Vivid Entertainment
Vivid is leading the challenge to a new law requiring porn stars to use condoms

Pornographic filmmakers in the US have taken authorities in Los Angeles to court in an effort to overturn laws making the use of condoms compulsory in sex scenes.

Vivid Entertainment and Califa Productions, both big industry players, say the measure is unconstitutional, and infringes their freedom of expression.

The companies have been joined in the action by actors Kayden Kross and Logan Pierce, both well recognised figures in the industry.

The law, known as Measure B, was approved by voters in November, and was supported by the Aids Healthcare Foundation, which said it would protect actors from HIV.

"Overturning this law is something I feel very passionate about," said Steven Hirsch, the founder of Vivid Entertainment. "I believe the industry's current testing system works well."

Measure B rolled out a Los Angeles city ordinance, which was signed into law by Mayor Antonio Villaraigosa in January 2012, across the entire county. It cites condom use as a precondition to the granting of film permits.

Adult film production in LA has been suspended in the past because of HIV scares. But members of the industry say actors must already undergo regular HIV tests.

A 1988 ruling by the California Supreme Court shielded producers from prosecution under anti-prostitution laws, with the state of New Hampshire passing a similar ruling.

Industry observers said the law could hit profits and push studios underground, with some production companies threatening to move out of California. Insiders said the use of condoms resulted in smaller viewing figures.

"We found that a lot of viewers at home don't want to see condom porn," said Keiran Lee, a British porn actor based in Los Angeles.

Paul Cambria, the principal lawyer for the film studios, said: "You don't have to win an Oscar to be protected by the First Amendment.
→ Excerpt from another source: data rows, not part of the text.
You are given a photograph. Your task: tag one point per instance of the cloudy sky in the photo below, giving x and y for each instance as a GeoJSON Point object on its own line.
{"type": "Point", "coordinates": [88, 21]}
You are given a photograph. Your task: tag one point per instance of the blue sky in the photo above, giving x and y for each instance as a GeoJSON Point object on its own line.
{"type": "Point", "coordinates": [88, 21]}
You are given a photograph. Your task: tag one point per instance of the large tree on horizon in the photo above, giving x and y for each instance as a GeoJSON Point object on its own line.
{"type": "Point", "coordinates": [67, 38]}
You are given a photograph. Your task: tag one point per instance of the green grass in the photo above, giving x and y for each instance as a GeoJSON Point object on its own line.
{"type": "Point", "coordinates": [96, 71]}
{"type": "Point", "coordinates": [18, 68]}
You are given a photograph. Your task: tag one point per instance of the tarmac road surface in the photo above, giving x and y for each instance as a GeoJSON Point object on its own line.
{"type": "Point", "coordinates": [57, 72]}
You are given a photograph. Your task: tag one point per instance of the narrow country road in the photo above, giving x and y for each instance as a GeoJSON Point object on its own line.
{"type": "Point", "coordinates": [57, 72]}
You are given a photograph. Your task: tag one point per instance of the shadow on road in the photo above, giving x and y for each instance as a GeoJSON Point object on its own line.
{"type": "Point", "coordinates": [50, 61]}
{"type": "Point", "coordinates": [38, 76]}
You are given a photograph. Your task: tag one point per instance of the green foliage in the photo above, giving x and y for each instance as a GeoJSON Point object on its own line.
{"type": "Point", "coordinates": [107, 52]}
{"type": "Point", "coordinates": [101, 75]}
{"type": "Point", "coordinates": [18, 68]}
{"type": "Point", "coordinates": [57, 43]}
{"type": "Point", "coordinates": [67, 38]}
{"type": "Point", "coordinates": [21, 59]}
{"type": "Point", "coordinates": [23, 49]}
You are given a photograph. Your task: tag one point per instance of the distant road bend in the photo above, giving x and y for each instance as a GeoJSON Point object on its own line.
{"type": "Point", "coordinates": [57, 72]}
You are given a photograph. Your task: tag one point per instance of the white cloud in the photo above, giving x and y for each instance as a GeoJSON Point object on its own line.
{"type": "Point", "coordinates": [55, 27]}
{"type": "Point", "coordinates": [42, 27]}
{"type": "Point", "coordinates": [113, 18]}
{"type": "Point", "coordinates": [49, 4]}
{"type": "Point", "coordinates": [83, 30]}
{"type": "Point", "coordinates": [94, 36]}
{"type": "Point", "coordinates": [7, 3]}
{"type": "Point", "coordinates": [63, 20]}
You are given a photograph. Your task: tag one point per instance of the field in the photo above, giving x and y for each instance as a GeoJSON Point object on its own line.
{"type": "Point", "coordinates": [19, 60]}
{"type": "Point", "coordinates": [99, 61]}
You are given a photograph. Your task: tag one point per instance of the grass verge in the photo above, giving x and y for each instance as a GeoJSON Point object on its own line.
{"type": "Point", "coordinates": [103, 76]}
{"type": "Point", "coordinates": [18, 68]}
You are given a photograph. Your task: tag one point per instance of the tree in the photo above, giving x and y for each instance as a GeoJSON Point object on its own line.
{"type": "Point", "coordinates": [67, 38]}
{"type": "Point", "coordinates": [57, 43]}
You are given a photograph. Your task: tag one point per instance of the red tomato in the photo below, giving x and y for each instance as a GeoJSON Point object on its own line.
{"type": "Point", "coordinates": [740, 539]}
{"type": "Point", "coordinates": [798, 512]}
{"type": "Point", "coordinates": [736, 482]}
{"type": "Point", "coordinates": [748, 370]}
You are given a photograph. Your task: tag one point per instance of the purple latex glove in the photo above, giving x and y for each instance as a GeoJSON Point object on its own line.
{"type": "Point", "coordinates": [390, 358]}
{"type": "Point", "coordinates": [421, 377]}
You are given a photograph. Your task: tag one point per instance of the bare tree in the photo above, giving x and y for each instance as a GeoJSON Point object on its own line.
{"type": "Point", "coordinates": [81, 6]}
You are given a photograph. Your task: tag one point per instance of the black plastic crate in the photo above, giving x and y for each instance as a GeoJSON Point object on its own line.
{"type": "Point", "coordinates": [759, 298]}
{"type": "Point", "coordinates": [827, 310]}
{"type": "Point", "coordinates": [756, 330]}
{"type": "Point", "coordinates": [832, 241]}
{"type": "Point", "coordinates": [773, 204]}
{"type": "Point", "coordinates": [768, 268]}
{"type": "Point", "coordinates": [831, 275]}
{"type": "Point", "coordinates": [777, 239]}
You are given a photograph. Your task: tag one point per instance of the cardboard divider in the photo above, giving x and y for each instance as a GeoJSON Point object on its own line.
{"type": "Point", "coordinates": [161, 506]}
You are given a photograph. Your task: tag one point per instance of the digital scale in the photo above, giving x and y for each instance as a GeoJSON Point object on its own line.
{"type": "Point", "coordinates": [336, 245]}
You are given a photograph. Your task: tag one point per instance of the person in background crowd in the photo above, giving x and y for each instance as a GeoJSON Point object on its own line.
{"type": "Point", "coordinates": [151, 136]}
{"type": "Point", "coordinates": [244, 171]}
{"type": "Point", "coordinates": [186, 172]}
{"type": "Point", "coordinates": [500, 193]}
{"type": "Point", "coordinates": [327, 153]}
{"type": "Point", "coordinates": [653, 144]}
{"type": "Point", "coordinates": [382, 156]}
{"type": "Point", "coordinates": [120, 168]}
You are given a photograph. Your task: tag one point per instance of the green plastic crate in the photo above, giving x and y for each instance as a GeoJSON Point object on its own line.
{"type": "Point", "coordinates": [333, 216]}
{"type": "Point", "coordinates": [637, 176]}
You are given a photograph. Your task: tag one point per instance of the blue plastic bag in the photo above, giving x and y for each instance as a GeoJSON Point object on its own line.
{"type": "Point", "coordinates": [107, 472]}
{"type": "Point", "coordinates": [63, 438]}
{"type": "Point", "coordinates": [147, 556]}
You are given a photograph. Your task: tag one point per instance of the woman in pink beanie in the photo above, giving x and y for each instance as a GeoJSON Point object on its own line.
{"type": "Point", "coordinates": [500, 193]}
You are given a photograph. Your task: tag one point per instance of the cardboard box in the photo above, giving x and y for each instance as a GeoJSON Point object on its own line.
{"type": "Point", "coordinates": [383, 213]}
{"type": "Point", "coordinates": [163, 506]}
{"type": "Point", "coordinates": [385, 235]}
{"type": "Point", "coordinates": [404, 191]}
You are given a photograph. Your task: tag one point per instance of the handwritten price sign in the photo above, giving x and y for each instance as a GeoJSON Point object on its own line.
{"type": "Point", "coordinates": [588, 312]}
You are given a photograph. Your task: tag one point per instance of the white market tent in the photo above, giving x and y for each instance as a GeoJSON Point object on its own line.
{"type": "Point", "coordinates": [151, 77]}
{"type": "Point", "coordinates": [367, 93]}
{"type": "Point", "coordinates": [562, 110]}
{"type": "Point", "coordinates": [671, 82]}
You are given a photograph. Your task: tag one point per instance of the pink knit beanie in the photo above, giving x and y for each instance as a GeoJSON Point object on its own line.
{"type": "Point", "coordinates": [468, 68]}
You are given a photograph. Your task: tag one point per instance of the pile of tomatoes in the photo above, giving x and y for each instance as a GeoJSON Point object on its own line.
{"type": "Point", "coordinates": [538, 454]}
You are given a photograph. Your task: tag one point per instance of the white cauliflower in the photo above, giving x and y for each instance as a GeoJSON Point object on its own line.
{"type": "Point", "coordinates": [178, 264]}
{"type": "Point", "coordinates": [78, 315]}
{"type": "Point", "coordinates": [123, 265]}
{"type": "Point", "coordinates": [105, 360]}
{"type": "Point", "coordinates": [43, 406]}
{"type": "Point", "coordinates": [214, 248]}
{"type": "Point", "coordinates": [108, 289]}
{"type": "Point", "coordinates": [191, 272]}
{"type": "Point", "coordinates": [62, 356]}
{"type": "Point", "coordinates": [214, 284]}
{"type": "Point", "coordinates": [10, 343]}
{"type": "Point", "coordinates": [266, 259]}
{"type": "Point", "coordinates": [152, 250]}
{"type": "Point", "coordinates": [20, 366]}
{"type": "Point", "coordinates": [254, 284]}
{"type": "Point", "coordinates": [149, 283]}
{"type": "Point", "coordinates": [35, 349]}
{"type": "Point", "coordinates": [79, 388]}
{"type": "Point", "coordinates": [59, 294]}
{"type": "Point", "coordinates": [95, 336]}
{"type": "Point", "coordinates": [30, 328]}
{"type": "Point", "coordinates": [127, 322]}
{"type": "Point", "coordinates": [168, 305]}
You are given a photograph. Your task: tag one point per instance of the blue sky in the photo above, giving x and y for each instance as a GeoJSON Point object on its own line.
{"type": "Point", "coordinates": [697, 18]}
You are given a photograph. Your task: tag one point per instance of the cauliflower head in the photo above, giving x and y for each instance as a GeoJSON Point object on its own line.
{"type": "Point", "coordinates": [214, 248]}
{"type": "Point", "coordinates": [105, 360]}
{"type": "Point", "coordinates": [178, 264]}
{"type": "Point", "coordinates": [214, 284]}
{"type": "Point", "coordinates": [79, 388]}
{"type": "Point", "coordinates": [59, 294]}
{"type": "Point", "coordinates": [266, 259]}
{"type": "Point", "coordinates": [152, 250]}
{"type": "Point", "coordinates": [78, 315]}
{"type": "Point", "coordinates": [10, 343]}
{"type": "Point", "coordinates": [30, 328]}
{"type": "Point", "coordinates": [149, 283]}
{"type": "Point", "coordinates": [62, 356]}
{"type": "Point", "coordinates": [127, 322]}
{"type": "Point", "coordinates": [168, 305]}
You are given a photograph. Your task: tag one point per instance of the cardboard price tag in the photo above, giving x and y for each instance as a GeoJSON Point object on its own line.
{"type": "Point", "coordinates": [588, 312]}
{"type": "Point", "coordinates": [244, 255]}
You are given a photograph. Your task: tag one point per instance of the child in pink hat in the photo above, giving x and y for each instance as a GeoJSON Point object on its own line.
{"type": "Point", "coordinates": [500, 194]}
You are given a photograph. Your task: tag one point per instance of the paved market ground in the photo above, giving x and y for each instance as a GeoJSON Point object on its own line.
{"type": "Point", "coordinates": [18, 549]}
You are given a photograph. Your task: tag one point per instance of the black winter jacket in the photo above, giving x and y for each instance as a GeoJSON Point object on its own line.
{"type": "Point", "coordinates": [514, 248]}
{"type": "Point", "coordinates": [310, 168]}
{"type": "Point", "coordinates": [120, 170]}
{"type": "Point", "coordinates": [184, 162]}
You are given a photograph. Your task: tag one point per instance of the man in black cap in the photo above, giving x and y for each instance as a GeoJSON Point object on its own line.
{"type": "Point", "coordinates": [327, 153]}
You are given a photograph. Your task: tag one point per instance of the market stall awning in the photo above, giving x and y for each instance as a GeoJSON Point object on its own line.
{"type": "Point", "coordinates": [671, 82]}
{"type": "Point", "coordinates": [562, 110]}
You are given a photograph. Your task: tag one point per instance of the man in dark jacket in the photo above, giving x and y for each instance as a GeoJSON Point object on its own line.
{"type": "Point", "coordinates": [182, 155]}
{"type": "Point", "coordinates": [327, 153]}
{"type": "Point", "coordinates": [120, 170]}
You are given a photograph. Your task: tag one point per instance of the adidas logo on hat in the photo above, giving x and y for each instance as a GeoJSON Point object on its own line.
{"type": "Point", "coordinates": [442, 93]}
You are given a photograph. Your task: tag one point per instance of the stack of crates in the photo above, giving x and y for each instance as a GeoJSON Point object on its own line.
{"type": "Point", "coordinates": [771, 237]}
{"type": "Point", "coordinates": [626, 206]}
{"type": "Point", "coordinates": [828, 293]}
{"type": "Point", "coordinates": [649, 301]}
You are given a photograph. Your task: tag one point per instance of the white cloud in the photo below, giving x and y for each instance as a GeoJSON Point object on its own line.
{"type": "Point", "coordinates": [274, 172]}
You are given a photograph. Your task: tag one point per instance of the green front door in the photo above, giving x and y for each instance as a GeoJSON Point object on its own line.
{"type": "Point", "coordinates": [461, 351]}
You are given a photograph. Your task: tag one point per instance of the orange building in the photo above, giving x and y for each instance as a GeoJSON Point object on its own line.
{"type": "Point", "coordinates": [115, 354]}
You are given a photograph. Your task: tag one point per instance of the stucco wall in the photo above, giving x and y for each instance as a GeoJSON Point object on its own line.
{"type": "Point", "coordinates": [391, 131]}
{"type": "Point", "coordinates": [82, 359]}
They're telling the production house that in order to produce legally protected expression, you have to first get government approval and you have to agree to shoot it in a particular way, namely with condoms."

Cambria said the condom law was forcing adult film studios to withdraw from the county. "I can tell you they are leaving in droves," he said. "It's a multi-billion dollar industry that employs thousands of people, and ever since this all started they have been leaving and filming in places other than L.A. County."

Los Angeles County representatives, including chief public health officer Kenneth Fielding, and district attorney Jackie Lacey - both named as defendants - declined to comment.

But Tom Myers, general counsel for the AIDS Healthcare Foundation, said the industry was unlikely to find relief through the move.

"Despite what the adult industry's lawyers are claiming in this lawsuit, Measure B is not directed at speech and as such their First Amendment claims will likely ring hollow with the court," said Myers.